Accepting rejection- Staff Editorial


Throughout the college application process, seniors have experienced more stress and anxiety than ever before. The majority of this stems from the fact that so much of the decision-making process is completely out of our hands. However, there are a number of things to learn and take away from this experience.
When we were younger, we thought we had everything figured out. We had preconceived notions of who we would be when we grew up, what we would do with our lives, and where we would go to school. However, for many of us, the ways we saw ourselves earlier in life are monumentally different from how we see ourselves now. High school is meant to be a time for both physical and mental development.
This is shown most prominently through evolution and growth of thought. For instance, as children, many of us saw ourselves going off to illustrious universities for superficial reasons, without fully knowing what we wanted in a school or out of the college experience.
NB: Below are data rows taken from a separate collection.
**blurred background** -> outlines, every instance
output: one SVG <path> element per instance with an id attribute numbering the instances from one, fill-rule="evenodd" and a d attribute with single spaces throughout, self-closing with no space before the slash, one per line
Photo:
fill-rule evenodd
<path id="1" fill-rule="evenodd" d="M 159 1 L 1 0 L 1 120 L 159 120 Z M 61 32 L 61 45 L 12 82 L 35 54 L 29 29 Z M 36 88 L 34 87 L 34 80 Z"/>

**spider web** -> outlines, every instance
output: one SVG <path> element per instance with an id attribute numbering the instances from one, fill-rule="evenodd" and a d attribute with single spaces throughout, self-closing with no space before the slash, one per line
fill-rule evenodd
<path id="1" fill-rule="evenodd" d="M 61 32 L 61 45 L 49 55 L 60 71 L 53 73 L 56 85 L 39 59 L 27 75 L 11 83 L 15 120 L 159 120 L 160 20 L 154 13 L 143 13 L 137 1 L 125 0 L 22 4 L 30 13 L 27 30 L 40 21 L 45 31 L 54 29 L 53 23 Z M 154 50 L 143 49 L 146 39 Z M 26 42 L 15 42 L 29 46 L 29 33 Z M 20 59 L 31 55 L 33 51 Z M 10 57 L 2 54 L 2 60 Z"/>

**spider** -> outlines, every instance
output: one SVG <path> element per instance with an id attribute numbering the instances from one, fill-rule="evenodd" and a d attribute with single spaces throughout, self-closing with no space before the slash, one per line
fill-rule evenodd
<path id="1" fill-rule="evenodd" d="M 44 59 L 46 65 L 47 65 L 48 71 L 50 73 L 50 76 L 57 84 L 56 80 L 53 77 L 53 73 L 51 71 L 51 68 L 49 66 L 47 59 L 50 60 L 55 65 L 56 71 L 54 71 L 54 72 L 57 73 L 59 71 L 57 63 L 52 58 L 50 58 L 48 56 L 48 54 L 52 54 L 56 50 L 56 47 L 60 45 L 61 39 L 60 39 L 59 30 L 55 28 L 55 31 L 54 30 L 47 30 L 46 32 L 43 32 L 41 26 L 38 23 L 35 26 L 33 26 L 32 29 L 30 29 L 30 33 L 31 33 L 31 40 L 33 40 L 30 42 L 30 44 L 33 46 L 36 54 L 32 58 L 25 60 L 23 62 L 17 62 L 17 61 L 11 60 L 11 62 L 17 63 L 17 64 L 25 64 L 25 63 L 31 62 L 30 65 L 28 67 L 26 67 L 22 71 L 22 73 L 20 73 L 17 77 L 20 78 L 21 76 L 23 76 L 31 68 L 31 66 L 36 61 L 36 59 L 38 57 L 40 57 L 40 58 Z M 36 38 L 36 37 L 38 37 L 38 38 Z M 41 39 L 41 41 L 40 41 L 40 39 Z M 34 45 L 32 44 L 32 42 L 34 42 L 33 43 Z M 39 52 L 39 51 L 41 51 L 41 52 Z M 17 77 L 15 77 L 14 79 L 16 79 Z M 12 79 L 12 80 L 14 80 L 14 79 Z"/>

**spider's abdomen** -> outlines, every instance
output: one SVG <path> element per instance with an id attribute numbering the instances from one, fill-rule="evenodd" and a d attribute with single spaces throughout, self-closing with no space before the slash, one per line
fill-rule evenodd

Yet as we grew as young adults, we each learned that picking a college is an individual process. Aside from the holistic process that most universities advertise, there is one other deciding factor that is sometimes overlooked: fit.

Alana Galloway '16
Alana Galloway ’16

Colleges strategically and systematically search for and narrow down all students who fit their “mold.” In other words, having perfect grades and being involved inside and outside of school are important. Yet these are not always the deciding factors. To colleges, fitting their mold is also a crucial component, and this factor is something prospective students should not overlook.  
We have learned that the college application process is as uncertain as it is individual. What causes a student to be rejected from one school, may be the same reason for her acceptance at another university.
College deferrals, rejections, and waitlists may seem unsympathetic and unnecessary, but we promise that they reap certain benefits. For one thing, our character has been strengthened and we have learned how to deal with rejection. We have learned how to speak fluidly about ourselves in college interviews, embrace and foster our strengths, and accept our weaknesses. Through application deadlines and strict scheduling, we have strengthened our time management skills and learned the importance of punctuality.
Additionally, we now understand that the process is objective, and for the most part, once you click submit, the decision is completely out of your control. Most importantly, this experience has taught us how to adapt, move on and look forward to the future instead of dwelling on the past.